Selain itu, masalah yang bisa saja terjadi yaitu pengurus lembaga agama bersikukuh menolak pernikahan beda agama.
Maka hal terakhir yang dapat dilakukan yaitu kembali ke solusi awal, menikah di luar negeri atau pindah domisili terlebih dahulu.
Permasalahan yang Mengintai Pernikahan Beda Agama
Pasangan berbeda agama secara umum akan menghadapi serentetan masalah, tidak hanya dalam proses pernikahan hingga pencatatan agar diakui oleh negara.
Mereka juga akan menghadapi masalah dalam rumah tangga cukup besar berupa gesekan budaya karena berbeda keyakinan.
Umumnya, jika seseorang akan menikah dengan orang yang beragama lain, akan ada perselisihan dengan keluarga.
Dikutip dari Tirto, Judith Wallerstein, penulis buku The Good Marriage: How & Why Love Lasts (1996) menyatakan bahwa ada beberapa hal yang mesti dilakukan agar perkawinan beda agama dapat langgeng.
Salah satunya, pasangan harus bersedia berpisah secara emosi dengan keluarga tempat mereka dibesarkan.
Apabila keluarga menolak pernikahan, hubungan jangka panjang dengan mereka pastinya terganggu.
Setelah pernikahan, pasangan beda agama juga akan menghadapi permasalahan tentang cara mendidik anak.
Terutama jika masing-masing pihak menginginkan anaknya mengikuti agama yang dianut oleh dirinya.
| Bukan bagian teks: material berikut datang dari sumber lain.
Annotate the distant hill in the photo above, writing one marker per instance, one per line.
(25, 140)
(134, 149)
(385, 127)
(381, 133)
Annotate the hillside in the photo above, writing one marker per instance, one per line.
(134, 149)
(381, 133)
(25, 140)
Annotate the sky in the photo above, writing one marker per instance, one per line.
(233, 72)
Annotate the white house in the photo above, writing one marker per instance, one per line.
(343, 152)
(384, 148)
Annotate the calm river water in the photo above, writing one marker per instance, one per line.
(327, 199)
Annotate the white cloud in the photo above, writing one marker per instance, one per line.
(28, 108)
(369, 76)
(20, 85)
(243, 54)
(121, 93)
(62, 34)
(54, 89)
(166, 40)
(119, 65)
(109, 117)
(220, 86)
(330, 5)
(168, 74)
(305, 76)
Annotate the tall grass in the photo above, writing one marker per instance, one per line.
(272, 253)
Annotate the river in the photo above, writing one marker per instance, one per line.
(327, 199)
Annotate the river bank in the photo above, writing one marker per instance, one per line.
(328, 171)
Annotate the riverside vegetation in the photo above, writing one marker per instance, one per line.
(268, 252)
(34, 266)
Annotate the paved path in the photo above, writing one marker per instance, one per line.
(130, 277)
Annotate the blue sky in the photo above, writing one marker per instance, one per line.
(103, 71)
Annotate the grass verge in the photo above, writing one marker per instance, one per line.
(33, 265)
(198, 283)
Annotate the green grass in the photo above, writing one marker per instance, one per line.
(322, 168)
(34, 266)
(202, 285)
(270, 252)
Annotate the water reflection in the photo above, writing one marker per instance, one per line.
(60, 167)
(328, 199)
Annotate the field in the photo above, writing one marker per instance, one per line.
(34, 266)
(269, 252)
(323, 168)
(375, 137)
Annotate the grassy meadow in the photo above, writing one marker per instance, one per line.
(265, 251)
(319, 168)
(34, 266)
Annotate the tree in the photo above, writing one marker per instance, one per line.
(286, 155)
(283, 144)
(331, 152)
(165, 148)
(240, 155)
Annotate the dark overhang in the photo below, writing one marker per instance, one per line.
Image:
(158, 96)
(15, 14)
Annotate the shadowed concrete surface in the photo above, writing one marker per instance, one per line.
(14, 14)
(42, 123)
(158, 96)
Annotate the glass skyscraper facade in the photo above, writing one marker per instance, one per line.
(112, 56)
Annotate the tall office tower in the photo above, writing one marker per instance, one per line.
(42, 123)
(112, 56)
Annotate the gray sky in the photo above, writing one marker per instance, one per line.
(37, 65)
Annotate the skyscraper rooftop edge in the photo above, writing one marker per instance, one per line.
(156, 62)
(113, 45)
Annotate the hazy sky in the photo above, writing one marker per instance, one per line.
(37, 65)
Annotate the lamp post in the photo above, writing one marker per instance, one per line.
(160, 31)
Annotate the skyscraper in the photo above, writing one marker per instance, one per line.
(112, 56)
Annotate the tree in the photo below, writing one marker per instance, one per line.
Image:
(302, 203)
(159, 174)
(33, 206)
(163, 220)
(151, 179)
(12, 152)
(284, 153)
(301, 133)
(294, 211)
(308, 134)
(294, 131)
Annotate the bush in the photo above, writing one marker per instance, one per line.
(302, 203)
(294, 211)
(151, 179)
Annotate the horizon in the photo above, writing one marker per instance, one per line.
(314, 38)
Pernikahan beda keyakinan juga lebih rentan dengan perceraian, dengan adanya gesekan budaya yang berlangsung terus menerus.
Meski demikian, masih ada pasangan beda agama yang dapat melewati permasalahan tersebut, walaupun yang seperti ini tergolong langka.
Dalam pernikahan beda agama, diperlukan toleransi tinggi dari kedua pihak.
Mulai dari ibadah, perayaan hari besar agama, cara hingga penyelesaian masalah yang terjadi dalam keluarga.
Anak yang lahir dari orang tua berbeda agama akan mengalami kebingungan terkait agama yang dianut dan teladan yang harus diikuti.
Selain itu, jika tinggal di lingkungan yang masyarakatnya ‘terlalu peduli’, harus bersiap menerima komentar negatif dari mereka.
Dalam pernikahan yang seagama pun terdapat masalah, tetapi masalah-masalah terjadi karena menikah dengan pasangan yang tak seiman wajib digarisbawahi.
Dalam hukum Islam, pernikahan beda agama juga menimbulkan masalah hak waris.
Dalam Islam, waris tidak boleh berbeda agama.
Sehingga apabila istri bukan muslim sedangkan suami muslim, tidak dapat memperoleh hak waris ketika suaminya meninggal dunia, karena pernikahan tersebut tidak sah dalam agama.
Dengan demikian, dapat ditarik kesimpulan bahwa di Indonesia pernikahan beda agama masih mungkin dilakukan.
Namun, bagi penganut agama Islam, menikah berbeda agama tetap tidak diperbolehkan dan dianggap tidak sah.
Sehingga lebih baik untuk menghindarinya.